The Baroque Compostela.
The year 1657 can be considered the starting point of Compostela’s baroque period. The urban transformation began with the remodelling of the cathedral. Convents, churches and civil buildings participated in this process, which gave rise to the city’s face and outline that we now admire. In the meantime, work continued on the project to make the cathedral the new standard-bearer of Compostela’s baroque style, culminating in the construction of the Obradoiro façade. Santiago’s baroque period came to an end with the construction of Palacio de Raxoi, which also configured Plaza del Obradoiro. Construction began in 1767, following the engineer Carlos Lemaur’s classicist project.
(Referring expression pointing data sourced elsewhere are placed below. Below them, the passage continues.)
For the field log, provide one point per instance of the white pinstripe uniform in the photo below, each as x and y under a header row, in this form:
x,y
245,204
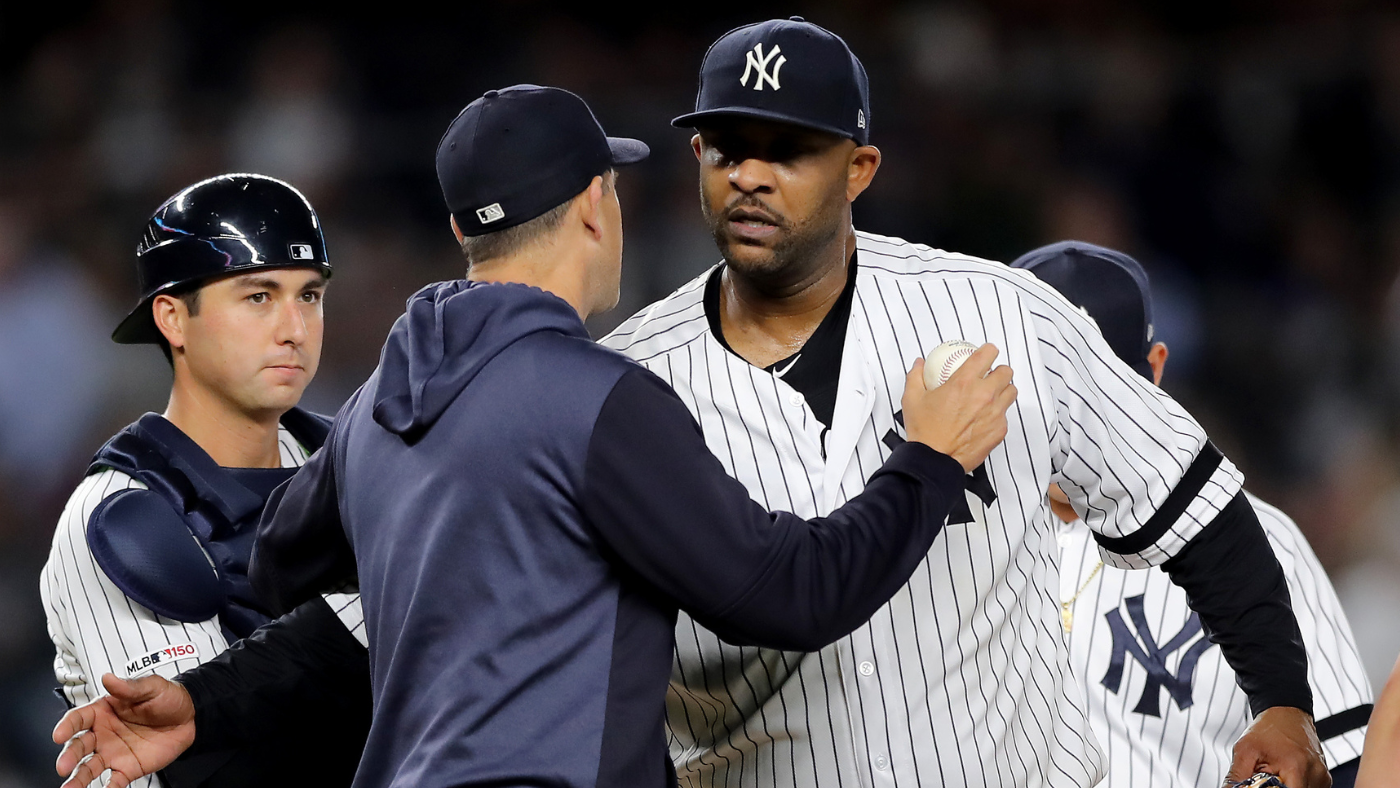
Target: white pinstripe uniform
x,y
97,629
1154,739
963,678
The great renewal of Compostela’s main monuments during the baroque period highlighted the precarious and degraded condition of its residential fabric, which was still characterised by many of its medieval features. The Enlightenment established the mechanisms required for remodelling the city’s residential façade, introducing decisive elements for the present-day image of historical Compostela, such as stone paving, stone façades and the typical galleries.
The 19th Century.
In addition to the interventions aimed at enhancing the urban fabric, two public operations took place in Santiago during the 19th century and had a strong impact on its appearance: the construction of the Market, or Plaza de Abastos, and the Alameda park. The city walls were also eliminated during this century.
The 20th Century.
The most ambitious project during the first half of the 20th century, and the one that had the greatest impact on the modern city’s still embryonic urban fabric, was the Students’ Residence, which gave rise to the South Campus. The city’s building activity was centred on this campus during the sixties and seventies, a time marked by real-estate tensions and speculations that resulted in the present-day “Ensanche” (urban expansion area).
A decisive historical event for the city of Santiago was the creation, in 1980, of the Autonomous Region of Galicia and its designation as the seat of the Xunta de Galicia (Galician Government) and different regional institutions, thereby becoming Galicia’s political and administrative capital. Furthermore, Compostela experienced a strong impulse as a cultural, commercial and services city, redefining the role of the city and its infrastructures.
The Compostela of the New Millennium.
Santiago de Compostela’s dimension as a cultural and university city, and as a meeting place for people from all over the world, has resulted in different urban interventions. Due to their quality and singularity, such projects play an active role in the global dialogue of this new century’s architectural and urbanistic avant-garde. This is the case of the Auditorium of Galicia, the Galician Contemporary Art Centre (CGAC), the Journalism Faculty, the remodelling of Avenida Xoán XXIII –with a large, inclining shelter and a coach terminus as the main features, and the Public Library under construction- the Congress and Exhibition Hall, San Domingos de Bonaval Park, the City of Culture… These, along with numerous, elegant green spaces, the opening of new public spaces, the sculptures scattered throughout the cityscape, etc, make Compostela a city in which past and future –tradition and modernity- coexist in a unique way.